The results of PCR analysis in this study showed not only the presence of HHV-6 DNA in the CNS but also the presence of HHV-7 DNA in the CNS in 14% of children with neurological symptoms. Two cases with primary HHV-7 infection complicated by seizures and acute hemiplegia have been reported previously, although in these cases HHV-7 DNA was not detected in CSF.3 Subsequently, it was shown that HHV-7 DNA could be detected in CSF obtained from a patient with CNS manifestations.4 Moreover, a recent prospective study found that primary HHV-7 infection was more likely to cause febrile seizures than primary HHV-6 infection.5 Taken together with the results of these reports, the present study suggests that HHV-7 may invade and latently infect the CNS, or may be involved in CNS manifestations. However, the sample sizes are small and the subjects are restricted in this study. In order to confirm our findings, a prospective study including a larger number of cases is required.

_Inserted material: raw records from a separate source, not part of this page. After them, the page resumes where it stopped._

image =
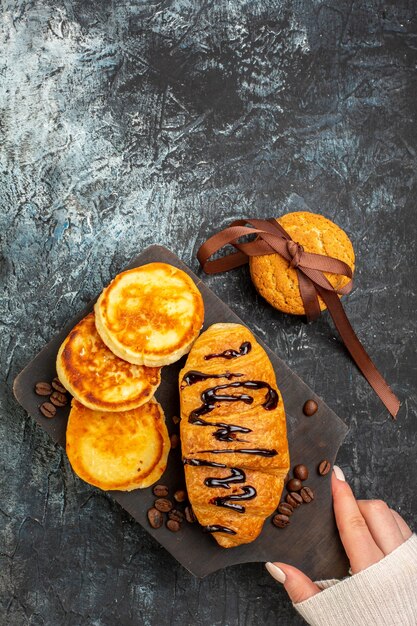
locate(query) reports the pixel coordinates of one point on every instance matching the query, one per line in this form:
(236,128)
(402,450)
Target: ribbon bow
(273,238)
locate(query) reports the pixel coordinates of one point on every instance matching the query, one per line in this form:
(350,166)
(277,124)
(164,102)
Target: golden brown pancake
(98,378)
(124,451)
(233,434)
(150,315)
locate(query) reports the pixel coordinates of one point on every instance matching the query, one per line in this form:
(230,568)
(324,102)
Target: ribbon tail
(358,352)
(308,295)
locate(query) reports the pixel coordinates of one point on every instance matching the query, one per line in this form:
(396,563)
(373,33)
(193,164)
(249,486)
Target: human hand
(369,530)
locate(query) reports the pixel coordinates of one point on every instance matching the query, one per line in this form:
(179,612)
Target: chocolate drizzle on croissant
(226,432)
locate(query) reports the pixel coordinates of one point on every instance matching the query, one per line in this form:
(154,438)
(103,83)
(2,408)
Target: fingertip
(298,586)
(338,472)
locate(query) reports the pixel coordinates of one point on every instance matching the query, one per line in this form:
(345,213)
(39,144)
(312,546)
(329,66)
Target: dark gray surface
(310,440)
(128,124)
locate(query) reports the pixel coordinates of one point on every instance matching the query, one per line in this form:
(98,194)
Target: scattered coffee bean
(307,494)
(47,409)
(155,518)
(176,515)
(301,472)
(58,386)
(294,484)
(180,495)
(294,499)
(43,389)
(189,515)
(173,525)
(285,509)
(310,407)
(163,504)
(280,521)
(160,491)
(175,441)
(324,467)
(58,398)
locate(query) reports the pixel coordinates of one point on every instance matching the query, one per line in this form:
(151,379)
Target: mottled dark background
(129,123)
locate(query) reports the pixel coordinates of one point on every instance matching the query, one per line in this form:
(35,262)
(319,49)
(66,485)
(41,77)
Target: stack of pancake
(111,364)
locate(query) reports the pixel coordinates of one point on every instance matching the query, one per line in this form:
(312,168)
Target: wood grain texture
(310,440)
(126,124)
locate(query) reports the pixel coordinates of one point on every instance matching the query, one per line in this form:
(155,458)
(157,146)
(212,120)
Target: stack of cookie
(111,364)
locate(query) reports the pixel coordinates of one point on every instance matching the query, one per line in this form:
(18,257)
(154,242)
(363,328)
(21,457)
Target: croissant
(233,434)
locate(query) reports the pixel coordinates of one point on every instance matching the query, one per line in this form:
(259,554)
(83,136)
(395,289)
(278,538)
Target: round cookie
(277,282)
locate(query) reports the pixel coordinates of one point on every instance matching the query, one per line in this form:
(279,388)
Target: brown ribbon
(272,238)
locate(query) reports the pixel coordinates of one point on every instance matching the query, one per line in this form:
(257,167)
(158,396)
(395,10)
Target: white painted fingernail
(275,572)
(338,473)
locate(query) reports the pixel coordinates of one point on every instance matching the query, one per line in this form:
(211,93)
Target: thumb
(298,586)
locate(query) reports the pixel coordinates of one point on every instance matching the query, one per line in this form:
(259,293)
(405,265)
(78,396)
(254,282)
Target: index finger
(357,540)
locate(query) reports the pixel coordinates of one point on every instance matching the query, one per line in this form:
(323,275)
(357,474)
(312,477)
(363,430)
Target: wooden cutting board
(310,542)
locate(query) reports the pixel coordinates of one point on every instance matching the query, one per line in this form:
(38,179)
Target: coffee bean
(294,499)
(294,484)
(280,521)
(307,494)
(155,518)
(324,467)
(43,389)
(58,398)
(301,472)
(176,515)
(180,495)
(189,515)
(310,407)
(175,441)
(160,491)
(47,409)
(285,508)
(173,525)
(58,386)
(163,504)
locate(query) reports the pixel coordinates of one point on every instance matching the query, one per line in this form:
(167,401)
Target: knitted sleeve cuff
(384,594)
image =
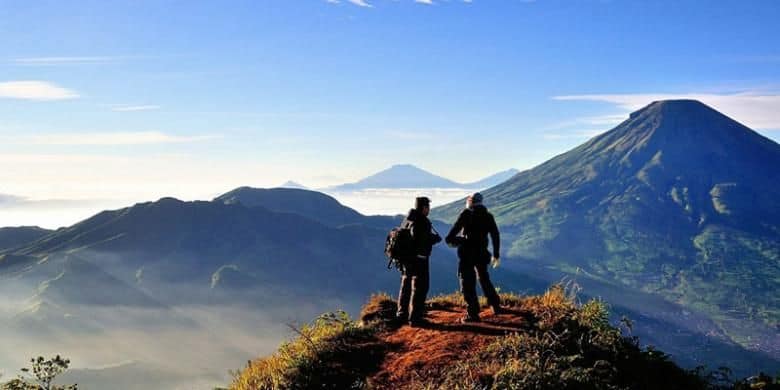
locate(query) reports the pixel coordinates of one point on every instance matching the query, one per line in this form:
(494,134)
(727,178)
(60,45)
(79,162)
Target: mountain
(679,201)
(14,236)
(541,342)
(310,204)
(399,176)
(493,180)
(410,176)
(292,184)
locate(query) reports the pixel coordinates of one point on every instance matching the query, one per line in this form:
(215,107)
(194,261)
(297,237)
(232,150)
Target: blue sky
(127,101)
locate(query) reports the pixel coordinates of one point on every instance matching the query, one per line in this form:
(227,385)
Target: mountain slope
(400,176)
(542,342)
(678,200)
(492,180)
(11,237)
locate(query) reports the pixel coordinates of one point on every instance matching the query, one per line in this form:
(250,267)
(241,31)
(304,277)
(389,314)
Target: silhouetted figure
(415,278)
(470,234)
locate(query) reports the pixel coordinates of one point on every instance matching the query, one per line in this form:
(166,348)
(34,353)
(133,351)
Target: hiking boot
(419,323)
(467,319)
(499,310)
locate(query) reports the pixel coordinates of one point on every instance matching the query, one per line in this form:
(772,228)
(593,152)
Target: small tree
(44,371)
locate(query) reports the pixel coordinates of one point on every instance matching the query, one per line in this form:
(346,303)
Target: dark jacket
(471,232)
(422,232)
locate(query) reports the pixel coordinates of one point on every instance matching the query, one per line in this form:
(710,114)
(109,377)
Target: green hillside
(679,201)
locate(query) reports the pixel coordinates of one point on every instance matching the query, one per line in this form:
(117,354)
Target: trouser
(415,280)
(468,272)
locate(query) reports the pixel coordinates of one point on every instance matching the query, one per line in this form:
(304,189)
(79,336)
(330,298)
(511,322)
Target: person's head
(474,199)
(423,205)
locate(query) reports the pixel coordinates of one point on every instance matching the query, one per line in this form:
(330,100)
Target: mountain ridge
(678,200)
(409,176)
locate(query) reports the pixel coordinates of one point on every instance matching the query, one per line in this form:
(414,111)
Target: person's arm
(420,238)
(495,237)
(456,228)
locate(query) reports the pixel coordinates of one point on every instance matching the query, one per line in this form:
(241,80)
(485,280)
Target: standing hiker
(470,234)
(415,278)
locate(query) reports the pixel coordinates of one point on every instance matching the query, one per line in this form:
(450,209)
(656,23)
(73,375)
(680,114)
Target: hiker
(415,277)
(470,235)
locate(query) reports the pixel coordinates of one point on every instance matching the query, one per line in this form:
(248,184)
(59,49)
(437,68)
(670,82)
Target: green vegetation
(658,204)
(566,346)
(333,352)
(41,375)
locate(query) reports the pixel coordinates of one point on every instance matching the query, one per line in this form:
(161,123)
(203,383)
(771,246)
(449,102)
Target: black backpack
(399,246)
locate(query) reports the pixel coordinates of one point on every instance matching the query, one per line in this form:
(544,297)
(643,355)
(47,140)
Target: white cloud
(35,90)
(130,108)
(115,138)
(758,110)
(361,3)
(47,61)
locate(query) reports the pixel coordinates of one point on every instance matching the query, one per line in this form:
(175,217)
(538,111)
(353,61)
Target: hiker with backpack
(409,246)
(470,235)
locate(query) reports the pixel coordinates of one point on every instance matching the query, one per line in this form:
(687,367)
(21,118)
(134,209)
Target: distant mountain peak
(412,176)
(293,184)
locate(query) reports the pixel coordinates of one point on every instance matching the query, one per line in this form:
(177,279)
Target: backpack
(398,246)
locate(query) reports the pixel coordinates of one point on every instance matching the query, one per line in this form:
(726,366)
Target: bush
(333,352)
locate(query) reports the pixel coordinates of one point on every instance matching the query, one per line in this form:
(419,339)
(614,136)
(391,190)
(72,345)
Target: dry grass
(547,342)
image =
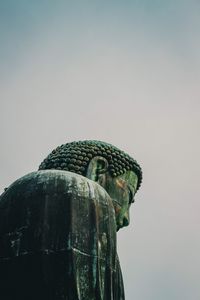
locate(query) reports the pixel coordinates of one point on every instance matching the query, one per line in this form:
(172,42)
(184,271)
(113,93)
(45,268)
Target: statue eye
(131,197)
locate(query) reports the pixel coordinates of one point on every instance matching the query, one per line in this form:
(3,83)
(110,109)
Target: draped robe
(58,240)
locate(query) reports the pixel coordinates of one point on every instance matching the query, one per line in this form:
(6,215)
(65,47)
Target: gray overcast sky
(125,72)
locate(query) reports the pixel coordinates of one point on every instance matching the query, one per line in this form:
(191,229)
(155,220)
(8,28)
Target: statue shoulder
(56,182)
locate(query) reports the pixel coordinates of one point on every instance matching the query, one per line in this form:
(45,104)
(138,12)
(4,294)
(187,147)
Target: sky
(124,72)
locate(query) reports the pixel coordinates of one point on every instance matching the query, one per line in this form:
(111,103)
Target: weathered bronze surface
(58,232)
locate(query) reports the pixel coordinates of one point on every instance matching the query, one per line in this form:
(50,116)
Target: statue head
(118,173)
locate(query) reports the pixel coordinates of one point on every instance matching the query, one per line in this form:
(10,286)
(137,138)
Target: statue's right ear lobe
(97,166)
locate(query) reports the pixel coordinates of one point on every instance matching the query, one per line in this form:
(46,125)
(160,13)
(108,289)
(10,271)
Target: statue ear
(97,166)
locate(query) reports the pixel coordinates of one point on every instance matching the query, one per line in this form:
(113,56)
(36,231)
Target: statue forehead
(129,177)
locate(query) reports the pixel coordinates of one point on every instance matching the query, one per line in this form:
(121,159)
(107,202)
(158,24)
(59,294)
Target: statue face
(121,190)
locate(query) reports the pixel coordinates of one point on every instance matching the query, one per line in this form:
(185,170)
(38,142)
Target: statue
(58,225)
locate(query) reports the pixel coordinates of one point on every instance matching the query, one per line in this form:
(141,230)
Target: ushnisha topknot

HHV-7 DNA was detected in PBMC of all of the patients with positive CSF except for case 8. In contrast, only two of the seven patients from whom HHV-6 DNA was detected in CSF had viral DNA in PBMC. Moreover, all HHV-6 DNA detected in CSF was variant B. It is possible that HHV-6 is more tropic to neurological tissues compared to HHV-7. Recently, Hallet al showed that HHV-6 variant A has greater neurotropism.6 The reason for this discrepancy may depend on differences in the epidemiology of the variants between the countries of these two studies.

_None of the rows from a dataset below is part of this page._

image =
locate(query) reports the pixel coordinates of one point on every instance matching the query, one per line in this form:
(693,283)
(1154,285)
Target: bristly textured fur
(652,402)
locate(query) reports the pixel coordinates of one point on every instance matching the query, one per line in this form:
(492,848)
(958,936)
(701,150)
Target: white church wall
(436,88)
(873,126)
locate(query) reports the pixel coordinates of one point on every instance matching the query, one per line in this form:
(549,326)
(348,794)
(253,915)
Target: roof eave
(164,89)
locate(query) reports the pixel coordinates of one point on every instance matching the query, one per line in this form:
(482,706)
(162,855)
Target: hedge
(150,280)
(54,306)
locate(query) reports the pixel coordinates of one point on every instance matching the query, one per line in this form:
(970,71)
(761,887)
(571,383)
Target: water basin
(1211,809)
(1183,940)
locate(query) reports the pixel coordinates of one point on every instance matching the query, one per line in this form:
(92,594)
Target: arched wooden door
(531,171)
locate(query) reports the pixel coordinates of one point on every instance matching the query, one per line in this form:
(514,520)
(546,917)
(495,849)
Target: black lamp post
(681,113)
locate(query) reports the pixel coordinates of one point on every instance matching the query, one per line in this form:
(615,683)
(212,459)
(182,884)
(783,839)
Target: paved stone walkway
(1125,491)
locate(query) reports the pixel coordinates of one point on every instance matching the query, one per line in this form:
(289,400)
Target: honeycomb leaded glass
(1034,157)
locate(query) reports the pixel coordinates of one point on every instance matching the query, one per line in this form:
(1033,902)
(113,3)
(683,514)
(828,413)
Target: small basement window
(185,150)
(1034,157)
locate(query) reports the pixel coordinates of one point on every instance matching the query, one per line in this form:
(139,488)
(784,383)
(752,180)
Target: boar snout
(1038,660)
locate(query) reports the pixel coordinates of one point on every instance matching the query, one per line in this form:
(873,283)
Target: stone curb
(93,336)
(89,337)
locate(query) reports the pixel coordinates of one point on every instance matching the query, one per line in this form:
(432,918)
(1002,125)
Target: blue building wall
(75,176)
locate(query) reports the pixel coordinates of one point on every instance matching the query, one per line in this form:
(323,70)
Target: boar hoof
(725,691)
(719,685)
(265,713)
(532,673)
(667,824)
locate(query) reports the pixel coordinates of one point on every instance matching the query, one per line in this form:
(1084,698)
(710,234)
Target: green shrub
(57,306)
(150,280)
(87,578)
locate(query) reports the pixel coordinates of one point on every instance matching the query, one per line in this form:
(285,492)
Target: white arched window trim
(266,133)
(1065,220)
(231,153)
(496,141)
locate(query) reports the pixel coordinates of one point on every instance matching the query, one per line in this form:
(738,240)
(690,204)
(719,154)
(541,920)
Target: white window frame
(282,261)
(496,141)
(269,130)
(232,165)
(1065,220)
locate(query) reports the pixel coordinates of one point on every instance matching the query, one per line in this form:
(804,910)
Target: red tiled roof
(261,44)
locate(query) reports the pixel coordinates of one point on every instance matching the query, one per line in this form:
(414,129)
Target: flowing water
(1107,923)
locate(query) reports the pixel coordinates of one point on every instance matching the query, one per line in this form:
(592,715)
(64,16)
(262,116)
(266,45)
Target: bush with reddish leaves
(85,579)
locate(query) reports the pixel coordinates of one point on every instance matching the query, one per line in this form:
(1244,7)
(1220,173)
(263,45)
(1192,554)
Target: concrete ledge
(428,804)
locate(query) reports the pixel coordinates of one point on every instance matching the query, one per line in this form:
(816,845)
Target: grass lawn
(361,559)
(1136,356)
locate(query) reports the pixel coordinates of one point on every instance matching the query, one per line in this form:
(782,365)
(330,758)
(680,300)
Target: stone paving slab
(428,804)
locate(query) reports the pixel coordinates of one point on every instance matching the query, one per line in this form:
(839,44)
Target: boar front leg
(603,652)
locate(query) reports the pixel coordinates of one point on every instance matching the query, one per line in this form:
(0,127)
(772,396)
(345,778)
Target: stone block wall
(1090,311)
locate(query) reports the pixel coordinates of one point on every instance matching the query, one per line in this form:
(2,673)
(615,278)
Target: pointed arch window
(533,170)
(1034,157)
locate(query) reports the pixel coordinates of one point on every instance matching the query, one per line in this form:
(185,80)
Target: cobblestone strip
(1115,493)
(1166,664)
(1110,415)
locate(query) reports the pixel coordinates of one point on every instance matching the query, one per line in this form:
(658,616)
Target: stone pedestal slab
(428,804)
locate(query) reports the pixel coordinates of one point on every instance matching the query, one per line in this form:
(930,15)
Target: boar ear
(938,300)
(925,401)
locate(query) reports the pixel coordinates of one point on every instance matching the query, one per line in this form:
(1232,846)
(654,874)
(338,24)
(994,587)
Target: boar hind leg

Most of the patients in this study had both HHV-6 and HHV-7 serum antibodies, indicating that most patients had had past infection with both viruses. After primary infection, both viruses can latently infect several body sites including PBMC. Therefore, detection of the virus genomes in PBMC or cell pellets in CSF may reflect latent infection with the viruses. If we can detect virus DNA in cell free body fluids by PCR, then this suggests active virus infection. In the present study, however, we could not detect HHV-6 or HHV-7 DNA in CSF supernatant. This result could reflect two possible scenarios: either that both viruses can latently infect the CNS in such patients, or that there was virus DNA in the supernatant due to reactivation of the viruses, but at amounts below the detection limit. In order to resolve this issue, it will be necessary to improve the sensitivity of our PCR or to measure the viral RNA expression by reverse transcriptase PCR.
Sources of financial support: grants from Fujita Health University and from Grant-in-Aid for Scientific Research, The Ministry of Education, Science and Culture, Japan.